28.07.2016

Bauvertrag: Geltendmachung eines Leistungsverweigerungsrechts wegen eines Werkmangels nach Eintritt der Verjährung der Mängelansprüche (BGH, Urteil vom 05.11.2015, Az.: VII ZR 144/14)

Leitsatz:

Der Besteller kann wegen eines Mangels der Werkleistung ein Leistungsverweigerungsrecht gegenüber dem Unternehmer nach Eintritt der Verjährung der Mängelansprüche gemäß § 215 BGB geltend machen, wenn dieser Mangel bereits vor Ablauf der Verjährungsfrist in Erscheinung getreten ist und daher ein darauf gestütztes Leistungsverweigerungsrecht in nicht verjährter Zeit geltend gemacht werden konnte.

Sachverhalt:

Der Beklagte beauftragte den klägerischen Unternehmer mit Rohbauarbeiten für den Neubau eines Büros mit Lagerhalle und erklärte - unter Vorbehalt verschiedener Mängel und Restarbeiten - im Oktober 2008 die Abnahme. Der in der Folge vom Unternehmer erhobenen Werklohnklage gab das erstinstanzliche Landgericht weitestgehend statt. In der Berufungsinstanz vor dem Oberlandesgericht rügte der Beklagte erstmals im November 2011 - und damit nach Ablauf der fünfjährigen Verjährungsfrist für Mängelansprüche - den Mangel „Wölbung des Pflasters“ und stützte hierauf ein entsprechendes Leistungsverweigerungsrecht. Das Berufungsgericht lehnte dies ab mit der Begründung, der Beklagte habe das Leistungsverweigerungsrecht nicht innerhalb der Verjährungsfrist des Mangels, auf welchen das Leistungsverweigerungsrecht gestützt wurde, geltend gemacht. Dies sei hingegen Voraussetzung des Leistungsverweigerungsrechts, da andernfalls derjenige Besteller bevorteilt würde, der grundlos eine Werklohnforderung nicht zahle.

Entscheidung:

Dies sieht der BGH anders! Der Beklagte könne wegen des Mangels „Wölbung des Pflasters“ ein Leistungsverweigerungsrecht gegenüber dem Werklohnanspruch des klägerischen Unternehmers auch nach Eintritt der Verjährung der Mängelansprüche gemäß § 215 BGB geltend machen, wenn dieser Mangel bereits vor Ablauf der Verjährungsfrist in Erscheinung getreten sei und daher ein darauf gestütztes Leistungsverweigerungsrecht in nicht verjährter Zeit geltend gemacht werden konnte. Nicht erforderlich sei, dass der Beklagte bereits vor Eintritt der Verjährung seiner Mängelansprüche ein Leistungsverweigerungsrecht, gestützt auf eben diesen Mangel, geltend gemacht habe.

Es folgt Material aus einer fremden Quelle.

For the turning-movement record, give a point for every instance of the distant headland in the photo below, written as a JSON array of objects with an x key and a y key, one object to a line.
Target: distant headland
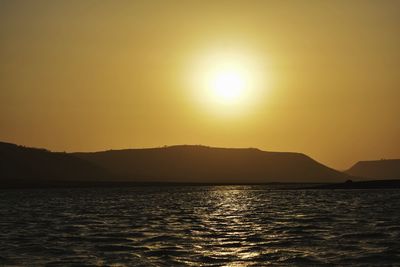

Die zum 1. Januar 2002 in Kraft getretene Fassung des § 215 BGB bestimme, dass die Verjährung die Aufrechnung und die Geltendmachung eines Zurückbehaltungsrechts nicht ausschließe, wenn der Anspruch in dem Zeitpunkt noch nicht verjährt war, in dem erstmals aufgerechnet oder die Leistung verweigert werden konnte. Der Regelung liege die Überlegung zugrunde, dass ein Schuldner, dem ein Gegenanspruch zusteht, kraft dessen er die Inanspruchnahme durch den Gläubiger erfolgreich abwehren kann, sich als hinreichend gesichert ansehen dürfe und durch die Verjährungsregeln nicht zur frühzeitigen Durchsetzung seiner Forderung im Wege der Aufrechnung oder Klageerhebung gedrängt werden solle. Nicht erforderlich sei, dass der Besteller bereits vor Eintritt der Verjährung der Mängelansprüche ein diesbezügliches Leistungsverweigerungsrecht geltend gemacht hat. Nach dem Wortlaut der Vorschrift und dem mit ihr verfolgten Zweck sei vielmehr ausreichend, dass das Leistungsverweigerungsrecht bereits in nicht verjährter Zeit bestand und ausgeübt werden konnte. Dies setze voraus, dass der Mangel, auf den das Leistungsverweigerungsrecht gestützt werde, bereits vor Ablauf der Verjährungsfrist der Mängelansprüche in Erscheinung getreten sei und daher vor Ablauf der Verjährungsfrist ein darauf gestütztes Leistungsverweigerungsrecht hätte geltend gemacht werden können. Denn nur in diesem Fall dürfe sich der Besteller im Hinblick auf die dem Unternehmer zustehende Werklohnforderung wegen einer ihm zustehenden Gegenforderung als hinreichend gesichert ansehen.

Fazit:

Im Ergebnis muss der Unternehmer damit etwaige Mängel, die in nicht verjährter Zeit aufgetreten sind, auch noch nach Ablauf der Verjährungsfrist für Mängelansprüche beseitigen, wenn er seinen Werklohnanspruch durchsetzen möchte.